What are the Basic Engine Components of a Vehicle
The first engine component of an engine which is dependent on the kind of engine and fuel used in an internal combustion engine is the ignition system. A precisely timed spark would ignite petrol engines, while it is through compression heating that would ignite diesel engines.
With a controlled and precise of a mixture of an electric spark from a spark plug, the mixture would create an ignition in a spark ignition engine. Note that almost all engines in gasoline are of this kind, while diesel engines timing is controlled in a precise manner by the injector and pressure pump.
Ignition happens when the temperature of the fuel/air mixture is taken over by the autoignition temperature because there is heat generated during the compression stroke of which air is compressed. Diesels composed the vast majority of compression ignition and this is because fuel is mixed with the air once the air has reached ignition temperature.

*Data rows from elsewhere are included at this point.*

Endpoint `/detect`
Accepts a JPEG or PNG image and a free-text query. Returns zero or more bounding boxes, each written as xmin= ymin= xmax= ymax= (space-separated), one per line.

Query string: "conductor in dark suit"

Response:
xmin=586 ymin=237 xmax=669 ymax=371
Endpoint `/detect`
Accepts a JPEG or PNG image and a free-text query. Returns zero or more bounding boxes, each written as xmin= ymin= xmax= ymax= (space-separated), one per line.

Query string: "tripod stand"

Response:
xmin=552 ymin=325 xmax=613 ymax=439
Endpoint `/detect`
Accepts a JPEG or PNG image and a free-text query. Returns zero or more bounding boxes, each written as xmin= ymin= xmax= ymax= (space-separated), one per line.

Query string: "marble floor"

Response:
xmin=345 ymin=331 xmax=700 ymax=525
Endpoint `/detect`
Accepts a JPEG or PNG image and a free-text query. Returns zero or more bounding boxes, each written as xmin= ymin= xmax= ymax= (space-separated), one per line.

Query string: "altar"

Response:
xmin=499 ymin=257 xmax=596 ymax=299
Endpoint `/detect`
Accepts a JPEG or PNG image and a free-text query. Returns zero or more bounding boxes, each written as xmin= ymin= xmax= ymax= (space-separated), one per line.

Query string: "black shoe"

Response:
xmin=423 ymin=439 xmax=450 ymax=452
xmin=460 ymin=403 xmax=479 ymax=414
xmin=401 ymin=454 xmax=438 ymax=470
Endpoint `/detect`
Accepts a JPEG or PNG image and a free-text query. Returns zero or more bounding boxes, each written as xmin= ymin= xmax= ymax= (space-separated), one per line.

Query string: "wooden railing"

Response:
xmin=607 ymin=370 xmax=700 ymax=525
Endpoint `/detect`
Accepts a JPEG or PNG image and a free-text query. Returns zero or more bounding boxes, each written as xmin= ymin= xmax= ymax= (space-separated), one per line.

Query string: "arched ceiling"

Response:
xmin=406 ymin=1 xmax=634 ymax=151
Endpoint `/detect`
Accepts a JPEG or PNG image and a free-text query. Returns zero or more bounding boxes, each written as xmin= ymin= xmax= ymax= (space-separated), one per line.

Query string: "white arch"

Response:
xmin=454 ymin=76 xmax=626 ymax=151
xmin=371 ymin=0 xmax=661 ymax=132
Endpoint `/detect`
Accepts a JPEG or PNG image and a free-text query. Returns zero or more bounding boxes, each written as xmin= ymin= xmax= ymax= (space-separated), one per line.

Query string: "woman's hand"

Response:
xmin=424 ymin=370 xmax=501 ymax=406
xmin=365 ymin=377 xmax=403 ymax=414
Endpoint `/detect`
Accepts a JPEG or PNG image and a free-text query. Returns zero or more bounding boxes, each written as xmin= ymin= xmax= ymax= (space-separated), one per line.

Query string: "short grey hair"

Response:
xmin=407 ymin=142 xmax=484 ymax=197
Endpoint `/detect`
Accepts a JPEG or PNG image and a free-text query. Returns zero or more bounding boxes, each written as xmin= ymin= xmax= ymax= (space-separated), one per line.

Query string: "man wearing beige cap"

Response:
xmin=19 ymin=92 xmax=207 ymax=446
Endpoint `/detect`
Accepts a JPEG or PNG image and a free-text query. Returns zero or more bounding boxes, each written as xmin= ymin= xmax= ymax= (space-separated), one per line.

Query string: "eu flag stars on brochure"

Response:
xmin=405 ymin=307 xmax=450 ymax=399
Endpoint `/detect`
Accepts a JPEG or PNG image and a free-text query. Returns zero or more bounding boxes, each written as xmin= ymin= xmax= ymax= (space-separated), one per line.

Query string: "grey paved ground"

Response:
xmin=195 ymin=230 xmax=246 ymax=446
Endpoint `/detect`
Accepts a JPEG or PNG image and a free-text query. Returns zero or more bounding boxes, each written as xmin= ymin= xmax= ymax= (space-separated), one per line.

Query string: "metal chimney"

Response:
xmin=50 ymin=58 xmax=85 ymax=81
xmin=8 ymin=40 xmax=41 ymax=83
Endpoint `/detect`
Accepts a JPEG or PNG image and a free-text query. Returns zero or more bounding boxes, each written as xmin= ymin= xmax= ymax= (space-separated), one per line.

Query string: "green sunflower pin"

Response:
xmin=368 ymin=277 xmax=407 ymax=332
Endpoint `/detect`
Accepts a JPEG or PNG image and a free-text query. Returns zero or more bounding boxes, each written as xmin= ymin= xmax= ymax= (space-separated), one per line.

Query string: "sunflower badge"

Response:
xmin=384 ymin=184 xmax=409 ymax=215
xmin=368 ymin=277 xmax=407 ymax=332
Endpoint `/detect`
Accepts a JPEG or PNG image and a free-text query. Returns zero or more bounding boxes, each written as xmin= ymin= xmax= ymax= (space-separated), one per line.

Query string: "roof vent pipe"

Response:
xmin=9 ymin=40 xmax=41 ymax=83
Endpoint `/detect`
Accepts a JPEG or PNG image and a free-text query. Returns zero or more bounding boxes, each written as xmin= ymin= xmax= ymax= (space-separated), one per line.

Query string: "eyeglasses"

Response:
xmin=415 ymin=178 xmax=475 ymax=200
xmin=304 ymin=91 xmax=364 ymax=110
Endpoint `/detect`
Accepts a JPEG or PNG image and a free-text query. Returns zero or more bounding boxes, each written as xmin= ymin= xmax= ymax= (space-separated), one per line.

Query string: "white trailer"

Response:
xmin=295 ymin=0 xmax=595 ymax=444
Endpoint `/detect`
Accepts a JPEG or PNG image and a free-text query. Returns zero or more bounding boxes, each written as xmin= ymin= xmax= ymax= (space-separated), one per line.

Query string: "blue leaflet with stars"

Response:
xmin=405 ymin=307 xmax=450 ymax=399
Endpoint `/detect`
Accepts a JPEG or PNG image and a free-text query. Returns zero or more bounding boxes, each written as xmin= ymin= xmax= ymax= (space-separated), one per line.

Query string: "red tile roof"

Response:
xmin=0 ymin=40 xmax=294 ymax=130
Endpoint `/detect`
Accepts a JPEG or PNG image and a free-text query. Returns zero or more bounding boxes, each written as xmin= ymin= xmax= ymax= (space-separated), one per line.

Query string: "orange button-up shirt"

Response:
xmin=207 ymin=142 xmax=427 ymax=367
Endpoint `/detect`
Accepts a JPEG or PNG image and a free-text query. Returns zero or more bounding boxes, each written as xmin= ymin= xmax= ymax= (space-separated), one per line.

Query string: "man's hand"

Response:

Note that fuels burn faster and more efficiently when there is a large representation of surface area to the oxygen in air. The traditional way to atomize liquid fuels, which is needed to create a fuel air mixture, is to have it done with a carburetor in petrol engines and with the fuel injection in diesel engines. The modern petrol engines nowadays use fuel injection too although there is a difference in the technology.
In order to supply fuel into the cylinder, the use of carburetor is used in simpler reciprocating engines. In terms of cost and flexibility, carburetor technology lost to fuel injection in the mid 1980s, although it has reached a top level of precision and sophistication. Small engines though still remain to use the simple forms of carburetor, like lawn mowers and the more sophisticated forms of engines used in small motorcycles.
Fuel injection systems have been used mostly by automobiles with larger gasoline engines. The timing of the injection initiates and controls the combustion, and this is why diesel engines have always used fuel injection system.
In the case of autogas engines, it uses either fuel injection systems or open or closed loop carburetors.
A fuel pump is what most internal combustion engines require. As for diesel engines, an all mechanical precision pump system is used which delivers a timed injection into the combustion chamber, and thus, in order to overcome the pressure of the combustion chamber, there should be a time injection directed into the combustion chamber.
For four stroke engine, it has these parts of the engine, namely the crankshaft, connecting rod, one or more camshafts and valves.